O resultado veio após quatro testes. Os pais dizem que sentiram que receberam ali “uma missão”.
“Quando decidimos criar uma página, começamos a procurar os artigos e textos sobre crianças surdas e pais surdos, não encontramos muitas informações”, diz a mãe.
No Brasil, segundo ela, não é comum ter filhos surdos de pais surdos. “Acho que só tem 5% de casos como nós. Então, percebemos que era necessário trocar as ideias”.
A página tem hoje 107 mil seguidores e vídeos que variam de 13 mil a 200 mil visualizações. Além de mostrar a rotina de Fiorella, a família, que vive em Pelotas, cidade a 260 km de Porto Alegre, fala sobre a educação de uma criança surda e como a vida de uma família que não pode ouvir consegue ser completamente normal.

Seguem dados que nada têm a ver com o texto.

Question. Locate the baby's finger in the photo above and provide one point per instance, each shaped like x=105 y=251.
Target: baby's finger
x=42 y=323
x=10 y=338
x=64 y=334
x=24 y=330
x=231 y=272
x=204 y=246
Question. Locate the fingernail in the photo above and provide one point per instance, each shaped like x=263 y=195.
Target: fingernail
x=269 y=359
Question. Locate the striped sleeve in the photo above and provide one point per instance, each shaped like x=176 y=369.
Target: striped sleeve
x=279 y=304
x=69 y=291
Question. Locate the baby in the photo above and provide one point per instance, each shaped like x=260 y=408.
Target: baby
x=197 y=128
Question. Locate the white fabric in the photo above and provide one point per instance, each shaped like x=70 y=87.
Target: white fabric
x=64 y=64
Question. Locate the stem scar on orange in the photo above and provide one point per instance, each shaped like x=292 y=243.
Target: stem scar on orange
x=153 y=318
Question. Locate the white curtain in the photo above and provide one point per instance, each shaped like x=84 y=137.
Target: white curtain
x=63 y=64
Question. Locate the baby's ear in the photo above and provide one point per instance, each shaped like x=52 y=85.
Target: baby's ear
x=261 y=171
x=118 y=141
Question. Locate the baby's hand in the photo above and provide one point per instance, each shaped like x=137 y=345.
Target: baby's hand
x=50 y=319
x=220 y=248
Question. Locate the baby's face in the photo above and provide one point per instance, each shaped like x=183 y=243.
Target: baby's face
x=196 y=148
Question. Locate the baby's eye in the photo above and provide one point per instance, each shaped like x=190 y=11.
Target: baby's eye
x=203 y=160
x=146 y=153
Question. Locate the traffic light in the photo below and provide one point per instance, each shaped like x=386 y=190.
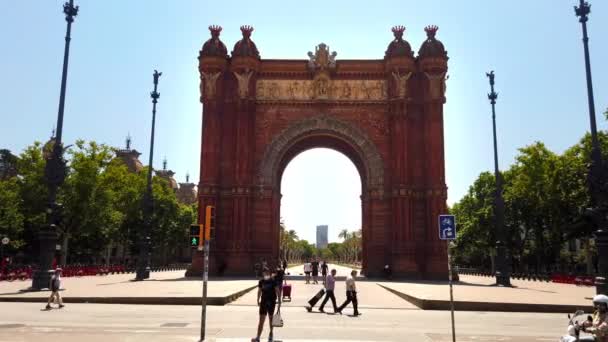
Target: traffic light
x=196 y=232
x=209 y=222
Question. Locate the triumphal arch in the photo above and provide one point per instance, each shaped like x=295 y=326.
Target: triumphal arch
x=386 y=115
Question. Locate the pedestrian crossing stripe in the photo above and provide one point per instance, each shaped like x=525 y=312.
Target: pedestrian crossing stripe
x=278 y=339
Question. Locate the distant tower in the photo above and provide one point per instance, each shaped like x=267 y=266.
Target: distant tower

Nos vídeos, todos em sinais (a segunda língua oficial do Brasil) e legendas, a menina e os pais conversam sobre alfabeto de sinais, as aranhas que viram na casa da avó e que assustaram a pequena, comidas das quais ela gosta, viagens e historinhas preferidas.
Os locais escolhidos para os vídeos são da rotina da família. Em um deles, em uma lanchonete, a mãe mostra objetos como as bisnagas de catchup e mostarda para perguntar, em sinais, para Fiorella as cores ao redor dela.
Em outro, a família está na praia, e a legenda do vídeo para quem não entende Libras permite entender que exprimem à pequena as palavras do cenário: “Fiore [apelido dela] e a praia”. “Aqui é a água, vem!”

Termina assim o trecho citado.